Liora's eyes narrowed. "Kael Draven. His sect murders Codex Wielders. It's a trap.".

"Evidently," Felix replied. "But he's aware of another Codex. And he's got a hostage."

"Since when do you give a damn about some arbitrary hostage?"

"Because," Felix explained, reading the Codex's update, "the hostage is a student from my reality—somebody who died in the same library blaze that I did. The Scriptorium didn't merely transport me here."

The Codex displayed:

Hostage Identified: Emily Chen. Student, Oakridge High. Status: Alive, displaced.
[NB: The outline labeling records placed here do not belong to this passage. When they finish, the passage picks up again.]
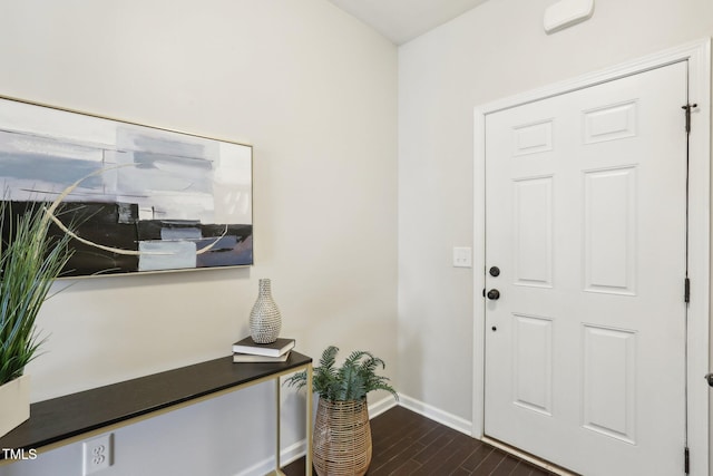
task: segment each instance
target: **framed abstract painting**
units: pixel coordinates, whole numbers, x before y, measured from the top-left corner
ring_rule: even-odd
[[[253,264],[248,145],[0,98],[0,187],[61,198],[65,276]]]

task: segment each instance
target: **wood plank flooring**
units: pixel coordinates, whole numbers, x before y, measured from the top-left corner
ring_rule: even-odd
[[[373,418],[371,437],[368,476],[554,476],[403,407]],[[305,476],[304,458],[283,470],[286,476]]]

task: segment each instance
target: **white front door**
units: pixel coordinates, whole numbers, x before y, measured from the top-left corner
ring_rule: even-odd
[[[486,117],[488,437],[684,474],[686,100],[681,61]]]

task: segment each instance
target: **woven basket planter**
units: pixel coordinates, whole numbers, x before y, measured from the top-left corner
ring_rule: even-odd
[[[314,469],[320,476],[363,476],[371,464],[367,400],[320,398],[314,422]]]

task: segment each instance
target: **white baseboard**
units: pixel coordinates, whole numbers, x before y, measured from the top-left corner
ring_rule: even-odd
[[[399,404],[391,396],[384,397],[383,399],[374,401],[373,404],[369,404],[369,419],[378,417],[379,415],[383,414],[390,408],[395,407],[397,405]]]
[[[443,411],[440,408],[436,408],[406,395],[400,395],[399,400],[403,408],[416,411],[426,418],[438,421],[439,424],[446,425],[457,431],[472,436],[472,421],[468,421],[465,418],[449,414],[448,411]]]

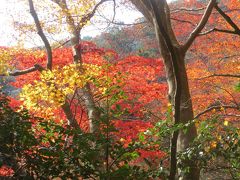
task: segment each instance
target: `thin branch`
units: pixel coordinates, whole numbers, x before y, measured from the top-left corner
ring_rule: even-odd
[[[219,106],[211,106],[207,109],[205,109],[204,111],[200,112],[199,114],[197,114],[194,119],[197,119],[199,118],[200,116],[214,110],[214,109],[217,109],[217,110],[220,110],[221,108],[225,108],[225,109],[238,109],[239,110],[239,106],[236,106],[236,105],[219,105]]]
[[[110,1],[110,0],[101,0],[100,2],[98,2],[95,7],[93,8],[93,10],[84,15],[83,18],[80,20],[80,22],[78,23],[78,28],[81,29],[95,14],[96,10],[98,9],[98,7],[103,4],[104,2],[107,2],[107,1]],[[114,1],[115,2],[115,1]]]
[[[219,14],[227,21],[227,23],[232,26],[235,31],[235,34],[240,36],[240,29],[239,27],[232,21],[232,19],[225,13],[223,10],[215,4],[215,9],[219,12]]]
[[[50,46],[50,43],[49,43],[47,37],[45,36],[45,34],[42,30],[42,26],[40,24],[38,15],[35,11],[33,1],[28,0],[28,2],[29,2],[30,14],[32,15],[32,17],[34,19],[34,22],[35,22],[35,25],[36,25],[36,28],[37,28],[37,33],[41,37],[41,39],[42,39],[42,41],[45,45],[46,51],[47,51],[47,69],[52,70],[52,48]]]
[[[193,30],[193,32],[190,34],[189,38],[187,39],[186,43],[183,45],[183,50],[186,52],[189,47],[192,45],[193,41],[196,39],[198,34],[202,31],[202,29],[205,27],[205,25],[208,22],[208,19],[212,13],[212,10],[216,4],[216,0],[210,0],[208,3],[208,6],[205,10],[205,13],[202,16],[202,19],[200,20],[197,27]]]
[[[212,32],[222,32],[222,33],[228,33],[228,34],[236,34],[238,35],[238,33],[236,31],[231,31],[231,30],[227,30],[227,29],[218,29],[218,28],[213,28],[213,29],[210,29],[206,32],[202,32],[202,33],[199,33],[198,36],[203,36],[203,35],[207,35],[207,34],[210,34]]]
[[[177,8],[177,9],[173,9],[173,10],[171,11],[171,13],[177,13],[177,12],[180,12],[180,11],[196,12],[196,11],[202,11],[202,10],[204,10],[204,7],[202,7],[202,8],[197,8],[197,9]]]
[[[178,19],[178,18],[174,18],[174,17],[171,17],[170,19],[172,19],[172,20],[174,20],[174,21],[182,22],[182,23],[188,23],[188,24],[190,24],[190,25],[192,25],[192,26],[194,26],[194,27],[195,27],[195,25],[196,25],[196,24],[194,24],[194,23],[191,22],[191,21],[187,21],[187,20],[183,20],[183,19]]]
[[[198,80],[211,78],[211,77],[231,77],[231,78],[240,78],[240,74],[211,74],[209,76],[205,76],[202,78],[199,78]]]
[[[24,75],[24,74],[28,74],[34,71],[43,71],[44,68],[39,65],[39,64],[35,64],[33,67],[28,68],[28,69],[24,69],[24,70],[17,70],[15,72],[10,72],[8,74],[0,74],[0,76],[20,76],[20,75]]]

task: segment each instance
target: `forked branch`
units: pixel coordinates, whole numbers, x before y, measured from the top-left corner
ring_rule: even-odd
[[[49,43],[46,35],[43,32],[38,15],[37,15],[36,10],[33,5],[33,1],[28,0],[28,3],[29,3],[30,14],[32,15],[32,17],[34,19],[34,22],[35,22],[35,25],[37,28],[37,33],[41,37],[41,39],[45,45],[46,51],[47,51],[47,69],[52,70],[52,48],[50,46],[50,43]]]
[[[186,52],[189,47],[192,45],[193,41],[196,39],[198,34],[202,31],[202,29],[205,27],[205,25],[208,22],[208,19],[212,13],[212,10],[214,6],[216,5],[216,0],[210,0],[208,3],[208,6],[202,16],[202,19],[200,20],[199,24],[197,27],[192,31],[190,34],[189,38],[187,39],[186,43],[183,45],[183,50]]]

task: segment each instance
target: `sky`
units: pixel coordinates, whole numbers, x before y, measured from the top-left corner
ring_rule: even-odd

Felix's knuckles locked into fists. Emily—the sole student to have ever loved history. The one who'd said "See you tomorrow" seconds before he died.

She was here. And the Scriptorium contained her.

Liora saw his face. "You can't possibly be considering this."

"I'm a teacher," Felix growled. "I don't abandon my students."

He stood, energy crackling around the Codex. "And Kael wants to tinker with history? Let us show him how a teacher handles a failing student."

The Codex throbbed, mirroring his resolve:

Quest Accepted: Save Emily Chen. New Goal: Retrieve Second Codex. Warning: Stormguard Sect is a master of anti-reality tactics. Ambush chances: 99%.

Felix smiled grimly. "Field trip time."

In the distance, a wolf was howling—or perhaps a Scriptorium hound. The game was on.